Luftbild von König Davids Palast und dem Lagerhaus. (Courtesy of the Hebrew University and the Israel Antiquities Authority)
Luftbild von König Davids Palast und dem Lagerhaus. (Courtesy of the Hebrew University and the Israel Antiquities Authority)

Bei der gemeinschaftlichen archäologischen Ausgrabung durch die Hebrew University und die Israelische Altertumsbehörde in Khirbet Qeiyafa wurden außerdem auch königliche Lagerräume gefunden.

Im letzten Jahr entdeckten Wissenschaftler der Hebrew University und der Israelischen Altertumsbehörde zwei öffentliche Palastgebäude in Khirbet Qeiyafa, die von einer Art waren, welche bisher noch nie im Königreich Juda aus dem 10. Jahrhundert vor Christus gefunden worden waren. Khirbet Qeiyafa war zu Zeiten König Davids eine befestigte Stadt in Juda und wurde auch als die biblische Stadt Shaaraim identifiziert.

Eines dieser Gebäude wurde von den Forschern Professor Yossi Garfinkel (Hebrew University) und Sa’ar Ganor (Israelische Altertumsbehörde) als Davids Palast identifiziert und das andere Bauwerk diente einst als riesiger königlicher Lagerraum.

Letzten Donnerstag wurde die sieben Jahre dauernde Ausgrabung beendet. Professor Yossi Garfinkel und Sa’ar Ganor zufolge “ist Khirbet Qeiyafa das bis dato am besten freigelegte Beispiel für eine befestigte Stadt aus der Zeit König Davids. Ganz oben auf der Stadt wurde der südliche Teil eines großen Palastes entdeckt, der sich über eine Fläche von 1.000 Quadratmetern erstreckt.

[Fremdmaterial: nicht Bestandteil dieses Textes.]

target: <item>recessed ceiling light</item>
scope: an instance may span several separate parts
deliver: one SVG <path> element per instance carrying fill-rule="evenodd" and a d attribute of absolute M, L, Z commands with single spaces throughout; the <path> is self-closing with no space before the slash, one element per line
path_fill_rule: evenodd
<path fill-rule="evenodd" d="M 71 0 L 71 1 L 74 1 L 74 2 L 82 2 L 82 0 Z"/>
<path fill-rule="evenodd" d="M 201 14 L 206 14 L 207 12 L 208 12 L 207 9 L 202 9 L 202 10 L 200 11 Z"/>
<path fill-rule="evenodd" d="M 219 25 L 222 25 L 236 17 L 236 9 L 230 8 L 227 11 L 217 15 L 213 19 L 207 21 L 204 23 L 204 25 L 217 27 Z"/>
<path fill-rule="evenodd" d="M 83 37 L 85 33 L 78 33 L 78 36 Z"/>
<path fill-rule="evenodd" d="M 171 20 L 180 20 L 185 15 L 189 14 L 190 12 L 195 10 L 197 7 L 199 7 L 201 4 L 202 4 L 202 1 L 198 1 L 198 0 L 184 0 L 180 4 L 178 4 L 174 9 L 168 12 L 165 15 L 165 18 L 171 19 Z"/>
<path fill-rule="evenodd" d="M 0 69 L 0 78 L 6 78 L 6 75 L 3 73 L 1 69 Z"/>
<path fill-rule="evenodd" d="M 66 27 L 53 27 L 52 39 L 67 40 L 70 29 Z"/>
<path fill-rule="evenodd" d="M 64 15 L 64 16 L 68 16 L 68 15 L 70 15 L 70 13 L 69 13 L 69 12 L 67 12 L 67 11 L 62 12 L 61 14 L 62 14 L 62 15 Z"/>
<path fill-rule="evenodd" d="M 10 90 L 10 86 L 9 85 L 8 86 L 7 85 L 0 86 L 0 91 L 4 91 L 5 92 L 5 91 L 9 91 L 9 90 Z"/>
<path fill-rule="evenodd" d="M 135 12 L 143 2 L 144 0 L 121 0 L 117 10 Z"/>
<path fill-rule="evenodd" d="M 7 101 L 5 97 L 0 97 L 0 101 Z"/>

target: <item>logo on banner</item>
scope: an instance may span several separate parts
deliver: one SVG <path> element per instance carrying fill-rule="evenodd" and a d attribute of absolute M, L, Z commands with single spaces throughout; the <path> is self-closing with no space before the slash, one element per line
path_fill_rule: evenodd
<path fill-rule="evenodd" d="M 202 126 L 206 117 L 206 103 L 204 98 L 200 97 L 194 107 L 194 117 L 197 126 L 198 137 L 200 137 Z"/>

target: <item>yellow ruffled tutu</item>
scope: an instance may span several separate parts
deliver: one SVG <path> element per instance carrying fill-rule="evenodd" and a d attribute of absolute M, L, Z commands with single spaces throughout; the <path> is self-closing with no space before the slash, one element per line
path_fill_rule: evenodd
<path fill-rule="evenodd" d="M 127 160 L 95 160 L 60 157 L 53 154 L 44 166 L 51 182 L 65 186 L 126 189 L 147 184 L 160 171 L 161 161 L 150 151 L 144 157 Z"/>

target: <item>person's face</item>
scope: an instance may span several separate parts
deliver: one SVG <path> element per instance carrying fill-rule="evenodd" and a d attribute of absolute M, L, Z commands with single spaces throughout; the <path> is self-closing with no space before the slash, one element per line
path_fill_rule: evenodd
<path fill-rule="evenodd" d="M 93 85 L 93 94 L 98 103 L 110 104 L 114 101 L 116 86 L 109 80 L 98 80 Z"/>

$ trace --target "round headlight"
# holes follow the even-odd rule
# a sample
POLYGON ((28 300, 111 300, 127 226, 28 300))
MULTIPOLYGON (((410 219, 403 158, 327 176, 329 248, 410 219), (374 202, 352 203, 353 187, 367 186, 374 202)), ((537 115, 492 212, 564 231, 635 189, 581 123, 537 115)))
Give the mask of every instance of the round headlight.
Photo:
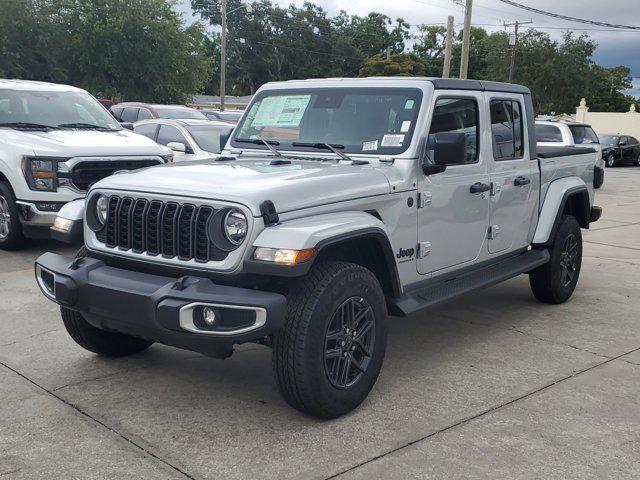
POLYGON ((247 236, 249 222, 247 217, 237 208, 227 212, 222 222, 224 235, 234 245, 240 245, 247 236))
POLYGON ((100 195, 96 200, 96 219, 100 225, 104 225, 107 221, 107 210, 109 207, 109 199, 106 195, 100 195))

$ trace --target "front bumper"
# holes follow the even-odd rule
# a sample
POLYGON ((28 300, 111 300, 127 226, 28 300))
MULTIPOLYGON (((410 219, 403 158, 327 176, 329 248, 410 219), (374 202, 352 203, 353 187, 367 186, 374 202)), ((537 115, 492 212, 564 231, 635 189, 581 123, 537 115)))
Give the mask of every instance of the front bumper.
POLYGON ((50 227, 64 202, 16 201, 20 222, 27 227, 50 227))
POLYGON ((35 269, 46 297, 80 312, 96 328, 213 357, 227 357, 234 344, 260 340, 284 323, 286 299, 278 293, 216 285, 202 277, 151 275, 54 253, 38 257, 35 269), (221 320, 215 327, 196 318, 205 306, 221 320))

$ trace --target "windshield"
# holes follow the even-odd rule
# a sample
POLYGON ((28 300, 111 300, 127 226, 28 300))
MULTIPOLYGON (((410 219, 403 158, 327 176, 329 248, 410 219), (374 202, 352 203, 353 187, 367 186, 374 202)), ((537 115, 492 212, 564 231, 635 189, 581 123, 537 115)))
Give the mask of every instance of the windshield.
POLYGON ((618 145, 620 137, 617 135, 600 135, 600 142, 603 145, 618 145))
POLYGON ((121 130, 100 102, 85 92, 0 89, 0 126, 121 130))
POLYGON ((198 110, 193 108, 156 108, 158 118, 178 118, 178 119, 194 119, 194 120, 208 120, 208 118, 198 110))
MULTIPOLYGON (((262 138, 278 150, 329 143, 346 153, 398 154, 411 144, 422 92, 409 88, 267 90, 256 96, 232 139, 262 138)), ((252 148, 266 148, 260 145, 252 148)))
POLYGON ((220 153, 227 143, 232 127, 218 127, 212 125, 188 125, 187 131, 193 140, 205 152, 220 153))

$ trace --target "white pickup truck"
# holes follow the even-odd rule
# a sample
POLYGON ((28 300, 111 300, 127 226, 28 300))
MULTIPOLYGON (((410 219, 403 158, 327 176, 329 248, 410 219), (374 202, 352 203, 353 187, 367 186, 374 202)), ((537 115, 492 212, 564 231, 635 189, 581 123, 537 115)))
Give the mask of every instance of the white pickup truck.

Die den Palast umgebende Mauer ist 30 Meter lang und es gibt darin einen eindrucksvollen Eingang, von dem aus man zum südlichen Stadttor hinunter gelangt, das auf der anderen Seite des Tals von Elah liegt. Rings um die Begrenzung des Palastes waren Räume, in denen sich verschiedene Einrichtungen befanden – Hinweise auf Metallindustrie, spezielle getöpferte Gefäße und Fragmente von Alabastergefäßen, die aus Ägypten importiert worden waren.”

“Der Palast liegt im Zentrum der Grabungsstätte und kontrolliert alle Gebäude der Stadt, welche tiefer als er liegen. Von diesem Aussichtspunkt hat man den Vorteil eines exzellenten Blickes in die Ferne, bis hin zum Mittelmeer westlich des Hebrongebirges und Jerusalem im Osten. Dies ist ein idealer Ort, um mit Hilfe von Feuersignalen Nachrichten zu verschicken. Unglücklicherweise wurde ein Großteil des Palastes ca. 1.400 Jahre später zerstört, als dort während der Byzantinischen Periode ein befestigtes Gutshaus erbaut wurde.”

Ein von Säulen getragenes Gebäude mit ca. 15 Metern Länge und sechs Metern Breite wurde im Norden der Stadt ausgegraben und diente als Verwaltungslagerraum. Den Wissenschaftlern zufolge war dies das Gebäude, in dem das Königreich seine Steuern in Form von landwirtschaftlichen Erträgen lagerte, welche es von den Bewohnern der verschiedenen Dörfer im judäischen Schefela eintrieb. Dort wurden hunderte große Lagerkrüge gefunden, deren Griffe offizielle Siegel trugen, wie sie im Königreich Juda jahrhundertelang gebräuchlich waren.

Der Palast und die Lagerräume sind Beweis für eine staatlich geförderte Erbauung und den administrativen Betrieb während König Davids Herrschaft. “Dies ist ein unmissverständlicher Beweis für die Existenz eines Königreiches, welches wusste, wie man Verwaltungszentren und strategische Punkte errichtet”, folgern die Archäologen. “Bis heute hat man keinen Palast gefunden, der so klar dem 10. Jahrhundert vor Christus zugeordnet werden konnte, wie wir das nun tun können. Khirbet Qeiyafa wurde vermutlich in einer der Schlachten zerstört, die zirka um 980 v. Chr. gegen die Philister ausgetragen wurden. Der Palast, der jetzt freigelegt wird und die befestigte Stadt, die in den letzten Jahren ausgegraben wurde, sind eine weitere Stufe im Verständnis um den Beginn des Königreichs Juda.”

Die Enthüllung der biblischen Stadt in Khirbet Qeiyafa und die Bedeutung der Funde, die dort gemacht wurden, hat die Israelische Altertumsbehörde zu einer Zusammenarbeit mit der Nature and Parks Authority veranlasst und Planungsbehörden haben die Pläne für eine angedachte Siedlung in der Nähe verworfen. Die Umgebung der Grabungsstätte soll jetzt ein Nationalpark werden. Dieser Plan wurde gefasst, weil man denkt, dass die Ausgrabung sehr schnell ein Ort werden wird, der viele Besucher anzieht, die sich sehr dafür interessieren und von dem man etwas über die Kultur des Landes zu Zeiten König Davids lernen kann.